AUGUSTA — The Maine Department of Corrections plans to relocate its prerelease center from Hallowell to the Bolduc Correctional Facility in Warren by this spring.
Commissioner Joseph Ponte met Tuesday with staff at the Central Maine Pre-Release Center to inform them of the plan. As of Monday, 58 prisoners were assigned to the center, according to Jody Breton, an associate commissioner at the Department of Corrections.
The prerelease center, which has operated from the former Stevens School property in Hallowell since 1979, is classified as “minimum security/community,” Breton said. Prisoners at the center participate in work release, substance abuse recovery and community restitution programs. There is no fence around the compound.
The move isn’t a direct effort to save money or cut staff positions, according to Breton. “We’ll have the same number of inmates,” she said.
The relocation derives more from uncertainty about the future of the Hallowell site — which the state has been trying to sell for more than a year — and availability of more appropriate space at Bolduc, Breton said.
“This is not a budget initiative,” she said. “Our intent is to transfer the positions and related correctional expenses, based on operational needs.”
The relocation does not require Board of Corrections approval, according to Breton.
The Maine Department of Corrections contracts with Correct Care Solutions to run the substance abuse recovery program in Hallowell. Approximately 18 inmates currently take part in that program, Breton said. Corrections officials started negotiations Wednesday with Correct Care Solutions to move substance abuse recovery services to the Bolduc facility, a similar minimum-security program also known as “The Farm.”
Educational services similar to those offered in Hallowell, such as GED tutoring, are in place at Bolduc, Breton said.
Jim Mackie, a spokesman for the union that represents the 21 Department of Corrections staff who work at the Hallowell site, said the union is scurrying to help workers find new positions within the department. Some of the staff assigned to the prerelease center have worked there for decades, so moving to another state correctional facility — most likely in Windham or Warren — will create hardships, he said.

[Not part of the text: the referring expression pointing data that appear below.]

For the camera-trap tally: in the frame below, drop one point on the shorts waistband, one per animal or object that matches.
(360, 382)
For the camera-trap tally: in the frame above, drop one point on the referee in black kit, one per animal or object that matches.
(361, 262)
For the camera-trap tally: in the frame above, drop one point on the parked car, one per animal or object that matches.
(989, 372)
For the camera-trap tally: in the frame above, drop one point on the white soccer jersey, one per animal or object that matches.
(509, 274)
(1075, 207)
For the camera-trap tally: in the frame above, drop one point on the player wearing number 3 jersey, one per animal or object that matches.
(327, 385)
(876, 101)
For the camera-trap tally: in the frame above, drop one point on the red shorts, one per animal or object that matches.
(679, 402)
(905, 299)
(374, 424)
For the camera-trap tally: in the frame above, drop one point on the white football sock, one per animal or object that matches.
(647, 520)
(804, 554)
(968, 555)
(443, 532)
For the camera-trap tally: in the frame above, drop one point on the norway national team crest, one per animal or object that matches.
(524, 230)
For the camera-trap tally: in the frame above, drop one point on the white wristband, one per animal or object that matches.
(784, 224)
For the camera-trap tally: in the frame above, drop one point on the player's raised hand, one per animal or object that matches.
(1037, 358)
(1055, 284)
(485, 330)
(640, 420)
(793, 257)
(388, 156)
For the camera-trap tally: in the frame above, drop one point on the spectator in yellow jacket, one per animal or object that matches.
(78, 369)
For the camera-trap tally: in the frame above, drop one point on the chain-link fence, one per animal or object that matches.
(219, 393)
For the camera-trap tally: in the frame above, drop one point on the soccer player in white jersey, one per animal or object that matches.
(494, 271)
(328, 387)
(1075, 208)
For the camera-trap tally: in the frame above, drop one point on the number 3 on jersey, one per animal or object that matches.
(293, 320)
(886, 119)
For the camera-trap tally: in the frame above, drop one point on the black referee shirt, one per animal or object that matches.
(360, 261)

Breton said the administration wants to minimize those hardships. “We are committed to work with the union to find solutions,” she said. “It’s our intent to help employees and prisoners in this transition.”
Mackie expects “an outcry” from Hallowell and surrounding communities over the loss of the inmates’ community service. “There will be a big impact on the community,” he said.
The Department of Corrections estimates that prisoners at the center provide about 22,000 hours of free labor annually to food banks and other community groups in the Hallowell area.
Corrections officials spent a year and a half looking without success for an alternate site in central Kennebec County, Breton said. She was uncertain Wednesday whether corrections staff had conversed with municipal officials about the impact of the relocation.
Administrators plan to ask staff to help develop a timeline for the move, with an aim to complete the transition in the spring. Some of the inmates are committed to work for local employers, who pay them, and the department doesn’t want to leave those employers in the lurch, Breton said.
“We want it to go as smoothly as possible for everyone involved,” she said.